To reach the falls one must cross the old Chesapeake & Ohio Canal, which runs parallel with the Potomac as far as Cumberland. Although its former purpose as a freight canal has been long outmoded by the railroads, the locks are still maintained, and many of the tollhouses—fine old buildings made of native granite—have been restored. At Great Falls there is a splendid one that has been made into a museum and luncheon pavilion; here we parked the limousines and unpacked our provisions. Lilith had brought her paints in a wooden box, a drawing pad and a portable easel with collapsible legs. As I was removing them from the trunk, Warren, who as a matter of discretion had been placed in the other car, approached us and asked in a voice of hesitant reverence if he might carry the equipment for her. As the question was addressed to Lilith, and obviously constituted a grave and courteous overture on his part, I felt that in spite of my authority it was not my province to answer and that she should be allowed to indicate for herself whether or not she desired his company. But Lilith, after gazing at him for a moment, turned to me with a winsome air of submissiveness and said, “Why, I don’t know. May he, Mr. Bruce?”
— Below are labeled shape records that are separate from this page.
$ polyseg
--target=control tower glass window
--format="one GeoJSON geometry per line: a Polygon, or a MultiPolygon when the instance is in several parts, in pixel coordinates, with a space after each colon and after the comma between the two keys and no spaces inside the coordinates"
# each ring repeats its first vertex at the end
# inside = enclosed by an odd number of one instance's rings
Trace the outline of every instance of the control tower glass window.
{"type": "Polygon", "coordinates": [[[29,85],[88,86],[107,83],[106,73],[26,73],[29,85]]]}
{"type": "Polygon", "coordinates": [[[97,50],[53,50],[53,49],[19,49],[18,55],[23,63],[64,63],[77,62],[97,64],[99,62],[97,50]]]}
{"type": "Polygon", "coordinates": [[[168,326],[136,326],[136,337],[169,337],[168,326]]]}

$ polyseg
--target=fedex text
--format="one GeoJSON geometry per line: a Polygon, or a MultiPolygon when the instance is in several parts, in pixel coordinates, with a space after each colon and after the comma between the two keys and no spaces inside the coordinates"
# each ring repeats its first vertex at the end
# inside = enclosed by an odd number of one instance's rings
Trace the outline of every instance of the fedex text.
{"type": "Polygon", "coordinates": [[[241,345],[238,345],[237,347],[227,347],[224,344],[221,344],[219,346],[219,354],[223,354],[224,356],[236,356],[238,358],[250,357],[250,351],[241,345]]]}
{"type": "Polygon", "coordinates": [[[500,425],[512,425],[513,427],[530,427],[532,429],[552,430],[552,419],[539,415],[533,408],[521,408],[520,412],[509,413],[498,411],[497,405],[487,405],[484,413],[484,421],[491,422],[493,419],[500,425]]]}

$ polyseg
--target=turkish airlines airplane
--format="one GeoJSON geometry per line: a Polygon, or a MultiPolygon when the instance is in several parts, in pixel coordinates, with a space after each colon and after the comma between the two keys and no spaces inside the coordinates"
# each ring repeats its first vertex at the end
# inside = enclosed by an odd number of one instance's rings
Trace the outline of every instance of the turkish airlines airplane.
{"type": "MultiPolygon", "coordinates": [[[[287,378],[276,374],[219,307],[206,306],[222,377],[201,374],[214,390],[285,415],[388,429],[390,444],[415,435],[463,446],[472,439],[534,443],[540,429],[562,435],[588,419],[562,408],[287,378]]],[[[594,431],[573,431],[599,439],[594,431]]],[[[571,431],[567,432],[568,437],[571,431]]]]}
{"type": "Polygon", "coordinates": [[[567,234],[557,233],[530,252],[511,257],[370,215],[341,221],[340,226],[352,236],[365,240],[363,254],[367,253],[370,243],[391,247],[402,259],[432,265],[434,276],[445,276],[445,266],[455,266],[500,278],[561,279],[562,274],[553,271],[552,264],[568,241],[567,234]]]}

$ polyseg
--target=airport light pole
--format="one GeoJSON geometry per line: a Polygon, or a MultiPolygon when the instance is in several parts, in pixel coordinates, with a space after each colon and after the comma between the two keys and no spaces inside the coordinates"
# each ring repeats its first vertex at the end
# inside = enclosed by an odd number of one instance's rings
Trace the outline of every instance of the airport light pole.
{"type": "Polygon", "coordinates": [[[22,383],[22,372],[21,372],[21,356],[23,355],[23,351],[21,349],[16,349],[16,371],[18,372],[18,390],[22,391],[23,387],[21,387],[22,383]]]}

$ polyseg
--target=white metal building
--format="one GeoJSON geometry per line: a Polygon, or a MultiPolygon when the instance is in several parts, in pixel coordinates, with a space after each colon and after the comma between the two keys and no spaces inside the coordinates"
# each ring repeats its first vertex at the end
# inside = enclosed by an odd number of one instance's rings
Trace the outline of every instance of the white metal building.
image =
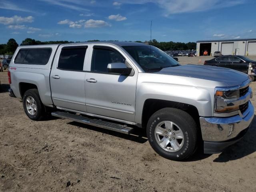
{"type": "Polygon", "coordinates": [[[208,55],[212,56],[215,51],[220,51],[224,55],[256,55],[256,39],[197,41],[196,55],[203,55],[205,50],[208,55]]]}

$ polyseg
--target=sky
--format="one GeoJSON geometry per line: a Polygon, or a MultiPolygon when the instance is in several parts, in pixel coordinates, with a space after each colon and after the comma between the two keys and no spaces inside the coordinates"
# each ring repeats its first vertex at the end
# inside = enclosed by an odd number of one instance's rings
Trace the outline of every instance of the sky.
{"type": "Polygon", "coordinates": [[[256,38],[255,0],[0,0],[0,44],[256,38]]]}

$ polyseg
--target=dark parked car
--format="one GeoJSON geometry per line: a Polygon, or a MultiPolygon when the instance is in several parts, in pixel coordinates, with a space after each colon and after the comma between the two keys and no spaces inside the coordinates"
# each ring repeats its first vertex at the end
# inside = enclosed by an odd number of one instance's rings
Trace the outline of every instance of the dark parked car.
{"type": "Polygon", "coordinates": [[[216,51],[214,52],[214,53],[213,54],[213,56],[214,57],[219,57],[220,56],[222,56],[222,55],[221,54],[221,53],[220,51],[216,51]]]}
{"type": "Polygon", "coordinates": [[[192,52],[189,53],[188,55],[188,57],[194,57],[195,56],[195,54],[192,52]]]}
{"type": "Polygon", "coordinates": [[[173,59],[175,59],[175,60],[176,60],[176,61],[178,61],[178,60],[179,60],[178,59],[178,58],[177,58],[177,57],[173,57],[173,56],[172,56],[172,58],[173,58],[173,59]]]}
{"type": "Polygon", "coordinates": [[[3,69],[5,70],[8,68],[8,67],[9,66],[9,64],[10,64],[10,59],[4,59],[2,60],[2,65],[3,69]]]}
{"type": "MultiPolygon", "coordinates": [[[[256,66],[256,61],[253,61],[244,56],[240,55],[225,55],[214,58],[210,60],[204,62],[204,65],[217,66],[218,67],[225,67],[230,69],[234,69],[244,73],[248,72],[249,64],[252,63],[254,70],[252,72],[256,73],[255,70],[256,66]]],[[[252,80],[254,80],[255,74],[252,74],[252,80]]]]}

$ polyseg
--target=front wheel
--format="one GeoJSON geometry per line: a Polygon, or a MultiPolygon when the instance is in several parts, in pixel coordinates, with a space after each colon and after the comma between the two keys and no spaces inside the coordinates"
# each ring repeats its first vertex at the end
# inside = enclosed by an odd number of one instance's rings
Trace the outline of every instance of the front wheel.
{"type": "Polygon", "coordinates": [[[147,126],[147,135],[153,149],[162,157],[181,160],[191,156],[196,149],[198,128],[187,112],[164,108],[154,113],[147,126]]]}

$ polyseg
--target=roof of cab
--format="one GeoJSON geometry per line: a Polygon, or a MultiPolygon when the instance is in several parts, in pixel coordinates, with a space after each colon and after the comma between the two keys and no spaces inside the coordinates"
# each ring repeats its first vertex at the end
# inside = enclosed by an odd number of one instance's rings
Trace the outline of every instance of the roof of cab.
{"type": "Polygon", "coordinates": [[[128,41],[87,41],[85,42],[78,42],[63,44],[112,44],[118,45],[120,46],[139,46],[148,45],[143,43],[131,42],[128,41]]]}
{"type": "Polygon", "coordinates": [[[29,48],[32,47],[33,48],[40,48],[42,47],[48,47],[51,46],[57,46],[60,45],[76,45],[81,44],[111,44],[112,45],[118,45],[120,46],[147,46],[146,44],[143,43],[138,43],[137,42],[131,42],[128,41],[88,41],[84,42],[77,42],[76,43],[64,43],[62,44],[46,44],[43,45],[25,45],[19,46],[18,47],[20,48],[26,47],[29,48]]]}

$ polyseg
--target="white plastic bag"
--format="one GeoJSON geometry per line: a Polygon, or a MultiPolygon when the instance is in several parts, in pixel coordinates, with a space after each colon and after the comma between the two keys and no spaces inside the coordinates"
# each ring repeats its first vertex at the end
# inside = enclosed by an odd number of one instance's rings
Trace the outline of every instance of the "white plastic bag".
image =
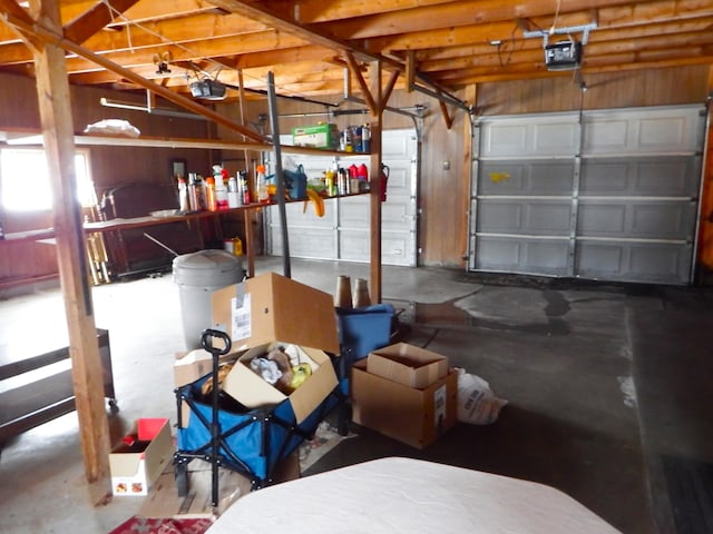
{"type": "Polygon", "coordinates": [[[102,134],[107,136],[126,136],[137,138],[141,135],[138,128],[123,119],[105,119],[85,128],[85,134],[102,134]]]}
{"type": "Polygon", "coordinates": [[[458,411],[461,423],[489,425],[498,421],[498,415],[507,400],[495,396],[486,380],[458,369],[458,411]]]}

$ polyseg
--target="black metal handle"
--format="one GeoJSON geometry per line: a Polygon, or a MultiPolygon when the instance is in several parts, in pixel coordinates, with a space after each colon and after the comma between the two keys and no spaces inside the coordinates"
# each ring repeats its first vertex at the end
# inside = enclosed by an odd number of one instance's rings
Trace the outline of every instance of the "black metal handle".
{"type": "Polygon", "coordinates": [[[224,332],[206,328],[201,333],[201,346],[213,356],[223,356],[231,352],[233,344],[231,342],[231,336],[224,332]],[[213,339],[215,338],[223,340],[223,348],[213,346],[213,339]]]}

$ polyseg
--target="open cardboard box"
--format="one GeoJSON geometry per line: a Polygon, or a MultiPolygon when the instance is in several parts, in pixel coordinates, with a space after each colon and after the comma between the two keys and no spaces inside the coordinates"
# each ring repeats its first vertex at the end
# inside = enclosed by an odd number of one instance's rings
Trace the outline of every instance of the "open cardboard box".
{"type": "Polygon", "coordinates": [[[272,342],[340,350],[333,297],[276,273],[214,291],[213,325],[233,352],[272,342]]]}
{"type": "Polygon", "coordinates": [[[213,323],[231,336],[232,352],[240,353],[223,390],[241,404],[254,408],[289,399],[301,423],[338,386],[328,354],[340,349],[331,295],[266,273],[214,291],[213,323]],[[311,363],[311,376],[289,396],[245,365],[273,343],[296,346],[311,363]]]}
{"type": "Polygon", "coordinates": [[[408,343],[397,343],[369,353],[367,372],[422,389],[448,375],[448,357],[408,343]]]}
{"type": "Polygon", "coordinates": [[[418,389],[352,366],[353,421],[416,448],[426,448],[456,424],[458,372],[418,389]]]}
{"type": "Polygon", "coordinates": [[[173,457],[170,426],[167,418],[137,419],[131,432],[136,444],[121,444],[109,454],[114,495],[148,495],[154,482],[173,457]]]}

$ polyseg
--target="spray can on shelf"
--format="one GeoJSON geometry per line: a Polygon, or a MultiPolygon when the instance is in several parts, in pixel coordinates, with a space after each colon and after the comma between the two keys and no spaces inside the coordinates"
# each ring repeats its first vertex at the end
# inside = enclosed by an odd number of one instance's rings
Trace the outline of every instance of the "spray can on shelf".
{"type": "Polygon", "coordinates": [[[255,168],[257,181],[257,201],[261,204],[270,202],[270,191],[267,190],[267,180],[265,179],[265,166],[258,165],[255,168]]]}
{"type": "Polygon", "coordinates": [[[218,205],[215,199],[215,178],[213,176],[205,179],[205,200],[208,211],[217,211],[218,205]]]}
{"type": "Polygon", "coordinates": [[[371,126],[369,122],[361,127],[361,151],[371,152],[371,126]]]}
{"type": "Polygon", "coordinates": [[[237,187],[237,178],[231,176],[227,179],[227,207],[237,208],[241,205],[241,194],[237,187]]]}
{"type": "Polygon", "coordinates": [[[188,182],[183,176],[178,177],[178,210],[191,211],[191,201],[188,200],[188,182]]]}
{"type": "Polygon", "coordinates": [[[227,187],[225,180],[227,179],[227,172],[221,165],[213,166],[213,179],[215,181],[215,206],[216,209],[227,209],[227,187]]]}
{"type": "Polygon", "coordinates": [[[203,211],[205,209],[203,177],[195,172],[188,174],[188,201],[191,202],[191,211],[203,211]]]}
{"type": "Polygon", "coordinates": [[[240,187],[240,197],[242,199],[243,206],[247,206],[252,198],[250,196],[250,186],[247,185],[247,172],[241,170],[240,177],[237,180],[237,186],[240,187]]]}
“Yes, of course,” I said. “Can you manage the easel and box both, Warren? I’ll take one of the lunch baskets, if you can.”

“Oh, yes, easily.”

He accepted the burdens happily, and, joining the group, we crossed the small bridge that spans the canal and followed a well-worn footpath through the thickets beyond toward the river. The small islands along the riverbank are joined by a series of wooden foot bridges built over the rushing torrents which divide them. We crossed these cautiously, pausing sometimes to lean on the sleeve-worn handrails and stare down at the swift, glassy turbulence of the water below. I thought several times that Warren would speak to her, but his initiative appeared to have been exhausted by his offer to carry her baggage, and he seemed content to stand shyly, following the direction of her eyes with his own and then returning them unobtrusively to her face, as if simply to share some common object of vision with her made him mysteriously happy. Once she set down her paintbox and, catching her hair in two strands with her hands, leaned over the railing and spit into the stream. The white patch of her spittle slid down swiftly over the glittering surface, dissolving as it did so, and disappeared beneath the planks of the bridge. Warren laughed softly with a strangely primitive sound of delight which I found quite unpleasant.